The halls wind before her; she traverses them with easy confidence.
“Hey,”
she says. The guards look up at
her. “Someone tried to break in.” The men look at each other in disbelief, look
back at Della. “Don’t worry, I got
her. C’mon.” The men gather themselves and follow her to
the central chamber of the trophy room.
But
the intruder is no longer there.
“No,
no, no,” Della says, “I stabbed her with that fucking sword. She was just here.”
The intruder
isn’t all that’s gone.
“What
is that awful smell?” Thomas wrinkles
his nose as the elevator opens. He steps
out to the trophy room’s foyer, rage and intrigue practically brimming upon his
face.
“I –
” Della sniffs, recoils at the scent of decay, and looks down at herself. Her jeans.

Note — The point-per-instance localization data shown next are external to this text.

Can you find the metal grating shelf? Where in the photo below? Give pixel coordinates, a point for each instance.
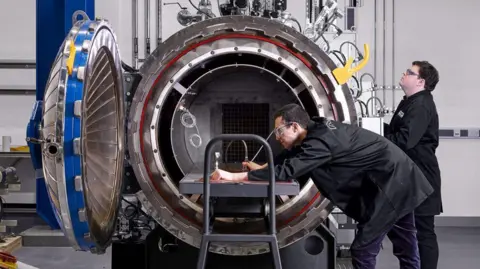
(244, 119)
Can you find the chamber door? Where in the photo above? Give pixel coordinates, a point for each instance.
(83, 134)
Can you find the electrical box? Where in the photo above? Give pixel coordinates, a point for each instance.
(374, 124)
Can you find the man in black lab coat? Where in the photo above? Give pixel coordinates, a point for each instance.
(362, 173)
(414, 128)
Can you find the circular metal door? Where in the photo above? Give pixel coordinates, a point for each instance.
(83, 135)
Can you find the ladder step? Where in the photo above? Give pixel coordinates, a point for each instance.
(240, 238)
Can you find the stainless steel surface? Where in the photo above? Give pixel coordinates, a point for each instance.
(43, 236)
(159, 22)
(17, 64)
(101, 142)
(17, 90)
(135, 33)
(147, 27)
(274, 62)
(13, 154)
(103, 135)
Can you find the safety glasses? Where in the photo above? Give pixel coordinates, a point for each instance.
(281, 129)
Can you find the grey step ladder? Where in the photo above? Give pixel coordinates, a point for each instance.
(208, 236)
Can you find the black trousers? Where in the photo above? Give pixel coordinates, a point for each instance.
(427, 241)
(404, 241)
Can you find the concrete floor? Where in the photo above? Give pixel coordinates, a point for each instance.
(459, 248)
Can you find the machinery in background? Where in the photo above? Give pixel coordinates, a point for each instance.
(115, 141)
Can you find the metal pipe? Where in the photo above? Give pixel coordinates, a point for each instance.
(147, 28)
(384, 51)
(135, 33)
(393, 55)
(159, 22)
(373, 95)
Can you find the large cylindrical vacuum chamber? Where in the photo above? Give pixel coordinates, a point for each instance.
(226, 75)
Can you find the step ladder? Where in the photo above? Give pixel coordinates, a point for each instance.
(208, 236)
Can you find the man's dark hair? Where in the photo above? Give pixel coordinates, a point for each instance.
(293, 113)
(429, 73)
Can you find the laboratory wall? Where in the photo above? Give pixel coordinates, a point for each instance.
(434, 30)
(439, 31)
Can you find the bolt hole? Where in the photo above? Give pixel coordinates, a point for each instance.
(53, 149)
(314, 245)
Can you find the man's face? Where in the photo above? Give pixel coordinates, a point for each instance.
(411, 79)
(286, 133)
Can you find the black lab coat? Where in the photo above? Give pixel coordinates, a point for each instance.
(369, 178)
(414, 128)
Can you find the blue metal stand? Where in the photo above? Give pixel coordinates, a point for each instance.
(54, 21)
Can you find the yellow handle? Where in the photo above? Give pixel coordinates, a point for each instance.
(71, 57)
(8, 265)
(343, 74)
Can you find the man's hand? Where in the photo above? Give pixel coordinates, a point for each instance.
(253, 166)
(227, 176)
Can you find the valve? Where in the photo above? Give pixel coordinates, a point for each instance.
(343, 74)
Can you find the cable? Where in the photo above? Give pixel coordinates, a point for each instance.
(2, 208)
(128, 68)
(362, 105)
(370, 99)
(361, 82)
(298, 23)
(339, 54)
(355, 46)
(201, 11)
(356, 82)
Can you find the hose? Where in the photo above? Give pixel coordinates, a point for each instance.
(361, 82)
(338, 55)
(298, 23)
(355, 46)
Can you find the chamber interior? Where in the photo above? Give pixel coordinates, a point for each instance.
(233, 93)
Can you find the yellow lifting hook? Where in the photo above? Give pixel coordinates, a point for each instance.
(71, 57)
(343, 74)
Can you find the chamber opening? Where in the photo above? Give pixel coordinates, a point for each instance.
(178, 108)
(232, 93)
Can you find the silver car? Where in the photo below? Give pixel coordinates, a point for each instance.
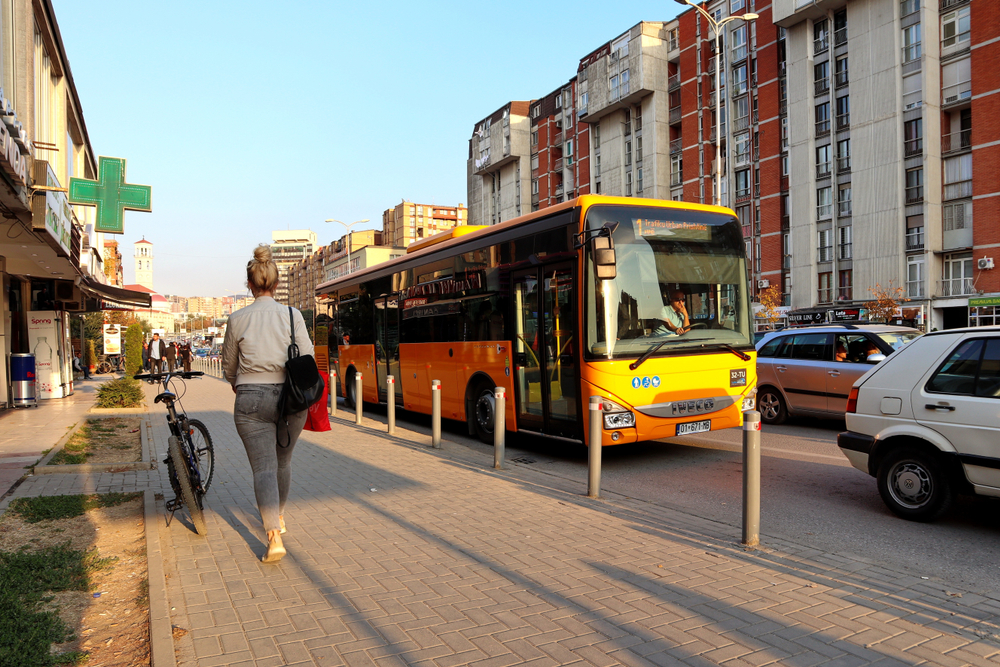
(809, 370)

Of course. The intruder’s blood
stinks to high Heaven, but Della hadn’t noticed it in all the confusion of the
fight. “Look, that’s not important! You need to see this,” she says, turning to
the trophy room. Thomas follows, the
guards in his wake.
“She
came in through there,” Della says, pointing at the wrinkly hole in the
skylight. “She disabled the alarm, and
then just – pulled the glass
apart. I don’t know how. We fought, and I ran her through with the
sword, and then I came to get the guards.
When we came back, she was gone, and so was the Sandstorm Hourglass.”
Thomas
paces across the room, staring at the blood spatter, the skylight, the casing
that until recently held his greatest treasure.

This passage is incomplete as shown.